Photo Record of Japanese American Entrepreneurs in 1935
[Album of Japanese Business Families Residing Along the Pacific Coast in America] Taiheiyo engan zaibei doho jigyoka shashincho
Notes: Perhaps the most extensive photographic record of the entrepreneurial Japanese American middle class before the Second World War, illustrated with more than 500 full-page halftone photographs of families, farms, shops, restaurants, and hotels. The photos are captioned with information about the people depicted and their business. Many of the photos include the mark of Jackson Studio, which given the book's publication in Seattle, likely means Jackson Photo Studio, owned by James Yoshinori Sakamoto, the publisher of the English-language Japanese American Courier newspaper (see 1939 Polk Directory for Seattle, p. 1340). Who the photographer was will require additional research as Sakamoto went blind in the late 1920s.

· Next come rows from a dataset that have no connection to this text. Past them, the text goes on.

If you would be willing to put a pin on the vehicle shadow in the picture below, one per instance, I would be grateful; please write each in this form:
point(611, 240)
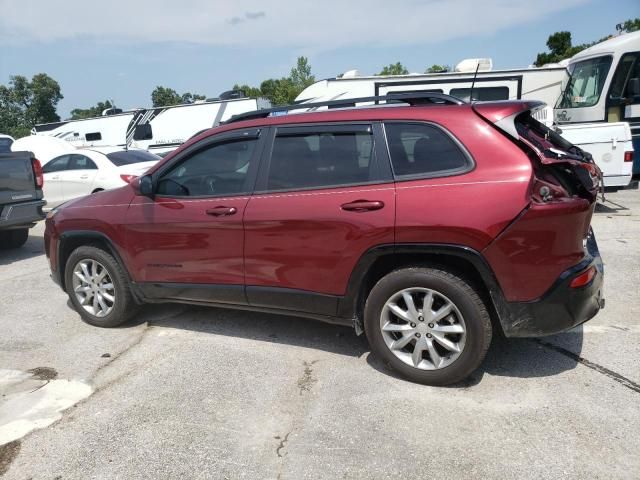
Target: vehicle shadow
point(523, 358)
point(518, 357)
point(264, 327)
point(34, 247)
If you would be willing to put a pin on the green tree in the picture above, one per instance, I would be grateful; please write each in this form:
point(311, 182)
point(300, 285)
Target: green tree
point(631, 25)
point(560, 46)
point(25, 103)
point(438, 69)
point(80, 113)
point(164, 97)
point(394, 69)
point(248, 91)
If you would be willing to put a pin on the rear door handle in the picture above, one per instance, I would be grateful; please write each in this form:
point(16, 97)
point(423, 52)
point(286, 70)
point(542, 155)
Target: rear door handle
point(363, 205)
point(221, 211)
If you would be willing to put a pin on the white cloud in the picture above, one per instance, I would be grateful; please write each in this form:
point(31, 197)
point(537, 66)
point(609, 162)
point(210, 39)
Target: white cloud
point(305, 24)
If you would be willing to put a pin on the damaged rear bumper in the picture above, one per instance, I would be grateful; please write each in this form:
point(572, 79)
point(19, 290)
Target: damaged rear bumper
point(562, 307)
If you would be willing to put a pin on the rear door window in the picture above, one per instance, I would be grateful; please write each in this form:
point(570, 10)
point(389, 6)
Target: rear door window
point(80, 162)
point(57, 164)
point(481, 93)
point(128, 157)
point(318, 157)
point(217, 169)
point(418, 149)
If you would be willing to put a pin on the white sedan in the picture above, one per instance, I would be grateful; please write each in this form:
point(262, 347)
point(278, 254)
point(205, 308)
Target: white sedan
point(84, 171)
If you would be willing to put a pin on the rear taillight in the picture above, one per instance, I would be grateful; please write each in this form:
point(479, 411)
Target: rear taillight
point(128, 178)
point(37, 172)
point(584, 278)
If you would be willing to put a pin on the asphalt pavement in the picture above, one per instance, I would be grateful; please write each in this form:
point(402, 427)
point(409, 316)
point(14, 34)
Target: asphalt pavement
point(191, 392)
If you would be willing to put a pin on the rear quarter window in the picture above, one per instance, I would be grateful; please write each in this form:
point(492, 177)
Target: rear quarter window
point(423, 150)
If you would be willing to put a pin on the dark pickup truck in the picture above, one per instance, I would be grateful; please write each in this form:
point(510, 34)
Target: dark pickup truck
point(21, 202)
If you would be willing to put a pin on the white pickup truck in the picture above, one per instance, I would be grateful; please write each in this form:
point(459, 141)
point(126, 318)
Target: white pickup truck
point(610, 145)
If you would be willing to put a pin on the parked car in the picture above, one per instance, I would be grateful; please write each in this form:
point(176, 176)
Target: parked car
point(20, 197)
point(428, 224)
point(85, 171)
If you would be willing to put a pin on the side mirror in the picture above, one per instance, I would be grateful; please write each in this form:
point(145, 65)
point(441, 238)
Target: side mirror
point(145, 186)
point(143, 132)
point(633, 87)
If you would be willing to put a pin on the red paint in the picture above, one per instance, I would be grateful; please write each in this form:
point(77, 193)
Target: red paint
point(584, 278)
point(306, 241)
point(309, 240)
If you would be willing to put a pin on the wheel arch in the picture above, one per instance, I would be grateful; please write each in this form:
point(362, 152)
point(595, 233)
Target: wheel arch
point(460, 260)
point(71, 240)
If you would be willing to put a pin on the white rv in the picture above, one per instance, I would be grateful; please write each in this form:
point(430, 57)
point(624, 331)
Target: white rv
point(610, 145)
point(604, 86)
point(544, 84)
point(159, 130)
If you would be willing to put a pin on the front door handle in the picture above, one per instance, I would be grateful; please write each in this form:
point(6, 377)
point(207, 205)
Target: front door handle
point(221, 211)
point(363, 205)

Seven years after this book was published, most people depicted in this substantial book were forcibly relocated to internment camps and almost all of their businesses were shuttered. Ajisake Aisuke's documentary record of these entrepreneurial families brings home the economic devastation soon to be wreaked by internment.
"Photographs of families, stores, hotels, restaurants, farmlands, etc. in the states of Washington, Oregon, and California. Captions identify families and their former addresses in Japan."—Japanese American National Museum bibliography, 19.
[22], 500, [65] pages. The final section includes photographs of cultural organizations, actors, hotels, and ads for various businesses (including a few in Japan).
OCLC: 708712352 (Stanford, Yale)
Edition + Condition: First edition. A very good copy (some abrasion to the binding cloth at the edges) in a good to very good cloth case lacking one of the bone ties.
Publication: Seattle: Ajisaka Toyo Kankodan Jimusho [Ajisaka Toyo Tourist Organization Office], 1935 (Showa 10).